Sorry for the lengthy reply, I just can't agree that gameplay must always trump every other factor in the making of a brilliant game.

Edit: I thought I should perhaps add an example of a movie providing more than just a visual experience. Musicals. Any one. I mean, would you simply take the stance that if you want to listen to music you'd say 'just listen to music' and claim that a it being a musical (and having songs in the middle of dialogue) takes away from the movie experience?

Edit 2: Is anyone else's display messed up on VGChartz? All of my windows are pushed to the side, and the font has been made extremely small. Edit

Edit 3: Nevermind, it's apparently a Canadian thing. I have to stop editing.

 

Only problem is it IS a limited artform. Video games are an artform limited by purpose (the purpose being to PLAY the game). Every art form is limited by purpose, my copy of the movie "Bringing Out the Dead" has yet to pop out of the DVD player and give me a handjob.

I mean compare MGS4 to a movie with the same overall rating. Can you honestly say the storytelling is even in the same league? On the same planet? I sat down and watched a good chunk of the game and even a guy who is a huge MGS fan (the guy playing) laughed through 99% of it. "NO! MARRY ME!"

Video game writing is a horrible joke. I mean it is not just bad but it is so godawful horrible that skipping cinematics is the common practice among gamers.

There's a reason that video game stories suck. Stories are a passive artform.

Cutscenes if anything detract from a game.

A game is meant to be played, right? Why is there a part of the game where control is taken away from you and the direction of the story is ripped from your hands? How many cutscenes have you seen where the dude you've been controlling for the last 3 hours did something stupid you'd never do in a million years?

The best story telling in games in my experience hasn't been in what was told, but rather what wasn't told.  A great example is Bioshock. The fate of Rapture is largely left to the imagination. You see point A (the welcome to Rapture video on the way down) and point B (Rapture in present game time) but what lies in between is largely left to the imagination.

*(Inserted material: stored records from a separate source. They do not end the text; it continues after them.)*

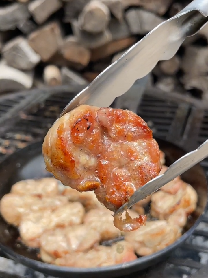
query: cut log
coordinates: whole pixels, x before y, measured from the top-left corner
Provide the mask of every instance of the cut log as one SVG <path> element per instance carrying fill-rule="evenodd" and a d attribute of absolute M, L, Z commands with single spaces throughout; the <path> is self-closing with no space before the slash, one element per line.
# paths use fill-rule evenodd
<path fill-rule="evenodd" d="M 159 63 L 159 67 L 162 72 L 166 74 L 173 75 L 179 70 L 181 59 L 175 55 L 170 60 L 162 61 Z"/>
<path fill-rule="evenodd" d="M 137 8 L 127 11 L 125 17 L 133 34 L 143 35 L 148 33 L 164 20 L 150 12 Z"/>
<path fill-rule="evenodd" d="M 84 72 L 83 75 L 83 77 L 85 79 L 90 82 L 91 82 L 98 76 L 100 72 Z"/>
<path fill-rule="evenodd" d="M 181 81 L 186 90 L 196 89 L 201 91 L 203 94 L 208 92 L 208 76 L 190 76 L 185 75 L 181 78 Z"/>
<path fill-rule="evenodd" d="M 0 30 L 15 29 L 30 16 L 27 6 L 14 3 L 0 8 Z"/>
<path fill-rule="evenodd" d="M 93 34 L 103 32 L 110 19 L 108 7 L 98 0 L 91 0 L 79 16 L 78 25 L 81 30 Z"/>
<path fill-rule="evenodd" d="M 81 30 L 76 21 L 72 22 L 71 25 L 74 34 L 80 43 L 88 48 L 93 49 L 99 47 L 112 40 L 112 35 L 108 30 L 94 35 Z"/>
<path fill-rule="evenodd" d="M 24 72 L 6 65 L 5 60 L 0 62 L 0 92 L 13 92 L 30 89 L 32 85 L 32 72 Z"/>
<path fill-rule="evenodd" d="M 25 20 L 18 23 L 17 27 L 18 29 L 25 35 L 28 35 L 37 28 L 37 25 L 29 19 Z"/>
<path fill-rule="evenodd" d="M 207 41 L 208 42 L 208 25 L 207 24 L 200 30 L 199 32 L 196 34 L 198 35 L 201 35 L 203 36 L 206 39 Z"/>
<path fill-rule="evenodd" d="M 64 17 L 65 22 L 71 22 L 77 19 L 84 8 L 85 5 L 90 0 L 70 0 L 64 6 Z"/>
<path fill-rule="evenodd" d="M 66 67 L 62 68 L 61 73 L 63 84 L 87 86 L 88 84 L 81 75 Z"/>
<path fill-rule="evenodd" d="M 107 57 L 131 46 L 136 42 L 135 38 L 131 37 L 111 42 L 92 51 L 91 61 L 94 62 Z"/>
<path fill-rule="evenodd" d="M 60 67 L 67 67 L 76 70 L 81 70 L 83 68 L 83 66 L 81 65 L 67 60 L 59 51 L 56 52 L 47 61 L 47 63 L 51 65 L 55 65 Z"/>
<path fill-rule="evenodd" d="M 77 64 L 81 67 L 86 66 L 90 60 L 90 50 L 79 43 L 74 36 L 69 36 L 64 39 L 61 52 L 66 59 Z"/>
<path fill-rule="evenodd" d="M 187 3 L 186 3 L 183 2 L 183 3 L 180 2 L 174 2 L 173 3 L 169 11 L 169 15 L 170 17 L 174 17 L 178 12 L 180 12 L 183 8 L 188 5 L 188 1 L 187 1 Z"/>
<path fill-rule="evenodd" d="M 125 20 L 120 22 L 116 19 L 112 18 L 108 28 L 114 40 L 128 38 L 131 35 L 129 26 Z"/>
<path fill-rule="evenodd" d="M 32 70 L 41 60 L 40 56 L 21 36 L 17 37 L 6 43 L 2 53 L 8 65 L 24 70 Z"/>
<path fill-rule="evenodd" d="M 159 15 L 163 15 L 170 7 L 173 0 L 122 0 L 124 9 L 132 6 L 142 7 Z"/>
<path fill-rule="evenodd" d="M 112 63 L 111 58 L 109 56 L 95 63 L 92 63 L 90 69 L 93 72 L 101 72 Z"/>
<path fill-rule="evenodd" d="M 123 18 L 124 9 L 122 0 L 101 0 L 108 7 L 112 13 L 119 21 Z"/>
<path fill-rule="evenodd" d="M 60 0 L 34 0 L 28 9 L 38 24 L 42 24 L 62 6 Z"/>
<path fill-rule="evenodd" d="M 190 76 L 205 75 L 208 72 L 208 47 L 190 45 L 185 49 L 181 67 Z"/>
<path fill-rule="evenodd" d="M 59 69 L 53 65 L 47 66 L 43 72 L 43 80 L 45 84 L 49 86 L 61 85 L 62 78 Z"/>
<path fill-rule="evenodd" d="M 29 44 L 46 62 L 57 51 L 62 42 L 59 25 L 53 22 L 32 33 L 28 37 Z"/>
<path fill-rule="evenodd" d="M 172 76 L 164 77 L 159 79 L 155 85 L 165 92 L 173 92 L 178 84 L 176 79 Z"/>

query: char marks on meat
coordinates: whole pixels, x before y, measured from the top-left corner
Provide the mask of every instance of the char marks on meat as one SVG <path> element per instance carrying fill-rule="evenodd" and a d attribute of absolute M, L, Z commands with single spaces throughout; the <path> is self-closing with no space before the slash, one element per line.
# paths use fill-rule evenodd
<path fill-rule="evenodd" d="M 80 191 L 94 190 L 114 211 L 161 169 L 151 131 L 127 110 L 81 105 L 55 123 L 42 150 L 47 169 L 63 184 Z M 132 231 L 145 219 L 140 215 L 128 225 L 120 217 L 114 224 Z"/>

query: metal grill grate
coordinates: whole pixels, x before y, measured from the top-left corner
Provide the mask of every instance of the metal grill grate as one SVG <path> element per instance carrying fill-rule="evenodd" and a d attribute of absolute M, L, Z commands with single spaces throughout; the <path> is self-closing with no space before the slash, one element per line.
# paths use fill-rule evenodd
<path fill-rule="evenodd" d="M 54 89 L 50 92 L 43 90 L 32 96 L 31 92 L 29 96 L 33 100 L 30 103 L 28 95 L 25 93 L 13 95 L 13 97 L 6 96 L 2 100 L 0 98 L 0 161 L 17 149 L 43 138 L 66 105 L 73 98 L 74 92 L 80 90 L 80 88 L 68 88 Z M 27 92 L 28 95 L 29 93 Z M 27 98 L 27 102 L 25 100 Z M 24 110 L 21 109 L 21 111 L 20 108 L 23 107 L 24 102 L 27 103 L 27 107 L 25 105 Z M 177 97 L 175 95 L 173 97 L 172 95 L 160 93 L 158 91 L 157 94 L 154 92 L 147 92 L 140 103 L 138 114 L 148 123 L 156 137 L 170 139 L 174 133 L 174 140 L 176 138 L 176 143 L 183 146 L 186 142 L 184 134 L 187 131 L 187 123 L 190 121 L 189 115 L 192 115 L 194 119 L 194 115 L 198 114 L 193 110 L 193 105 L 191 101 L 183 99 L 181 96 Z M 13 114 L 11 111 L 13 111 Z M 14 121 L 12 124 L 5 125 L 2 119 L 5 119 L 5 114 L 8 115 L 10 113 Z M 195 147 L 208 138 L 208 111 L 202 114 L 203 120 L 200 122 L 198 134 L 197 134 L 198 141 L 196 140 L 194 142 Z M 1 115 L 3 115 L 3 117 L 1 117 Z M 180 128 L 178 128 L 176 124 L 178 125 L 179 123 Z M 189 129 L 191 127 L 190 125 Z M 191 131 L 193 133 L 193 131 Z M 208 175 L 208 160 L 203 162 L 203 165 Z M 3 260 L 7 260 L 7 263 L 9 265 L 10 263 L 8 263 L 10 260 L 0 257 L 0 262 Z M 208 214 L 205 217 L 204 221 L 193 235 L 182 246 L 173 253 L 167 262 L 158 264 L 152 270 L 147 270 L 142 273 L 135 274 L 131 277 L 190 278 L 194 273 L 197 274 L 198 270 L 207 263 Z M 15 264 L 13 268 L 10 269 L 12 275 L 16 273 L 28 278 L 44 277 L 42 274 L 34 272 L 18 264 Z M 21 270 L 17 273 L 15 270 L 17 268 Z M 5 271 L 0 268 L 0 277 L 10 277 L 9 276 L 5 276 Z M 4 271 L 4 274 L 2 274 Z"/>
<path fill-rule="evenodd" d="M 144 95 L 138 114 L 147 123 L 154 134 L 161 139 L 165 139 L 178 107 L 177 103 Z"/>

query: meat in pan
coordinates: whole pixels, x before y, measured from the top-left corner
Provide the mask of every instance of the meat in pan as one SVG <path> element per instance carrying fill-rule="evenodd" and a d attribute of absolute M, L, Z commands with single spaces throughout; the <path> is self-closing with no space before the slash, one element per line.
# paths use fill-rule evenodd
<path fill-rule="evenodd" d="M 139 256 L 150 255 L 173 243 L 181 235 L 180 228 L 165 220 L 147 221 L 145 226 L 126 233 L 126 240 Z"/>
<path fill-rule="evenodd" d="M 93 191 L 80 192 L 59 184 L 56 195 L 49 197 L 46 192 L 57 188 L 57 180 L 48 179 L 45 188 L 39 181 L 42 184 L 43 179 L 14 184 L 0 202 L 0 211 L 18 226 L 25 245 L 39 248 L 44 261 L 59 265 L 110 265 L 134 260 L 135 253 L 147 255 L 160 250 L 180 236 L 197 202 L 195 190 L 179 177 L 128 210 L 132 218 L 138 218 L 150 203 L 151 214 L 160 220 L 153 221 L 149 215 L 146 226 L 122 232 Z M 30 189 L 24 194 L 23 184 Z"/>
<path fill-rule="evenodd" d="M 136 258 L 132 246 L 124 241 L 112 247 L 98 246 L 87 253 L 79 252 L 75 254 L 68 254 L 57 259 L 55 264 L 75 267 L 96 267 L 127 262 Z"/>
<path fill-rule="evenodd" d="M 54 263 L 66 254 L 89 250 L 101 240 L 99 233 L 82 224 L 57 228 L 44 233 L 40 238 L 43 261 Z"/>
<path fill-rule="evenodd" d="M 58 120 L 46 136 L 47 169 L 64 185 L 94 190 L 115 211 L 161 169 L 158 145 L 140 117 L 127 110 L 81 105 Z M 114 219 L 121 231 L 145 223 L 145 215 Z"/>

Another game that revolutionized story telling in games is Half Life 1. Control is never taken away from you (minus being carried off, but you can still look around).  Think about how much of that game is told to you in story, and how much is conveyed visually, or through "I heard X" "There's rumors of Y" or through gameplay.

When you bring up musicals, keep in mind that musicals almost universally have dancing going on at the same time (Paint your Wagon being the only acception I can think of) but even when dancing isn't going on the song is being conveyed visually. Imagine if every time a song started up in a musical the screen went black and the song just rolled and then the movie continued again after. That's basically what a cutscene is to a game, a blackout.

I would rather the setting (which I am moving around in) be the story, let the action (which I'm a part of) be the story, let the gameplay (which I control) be the story.  The cutscene rips you out of the setting, out of the action, and takes control away from you.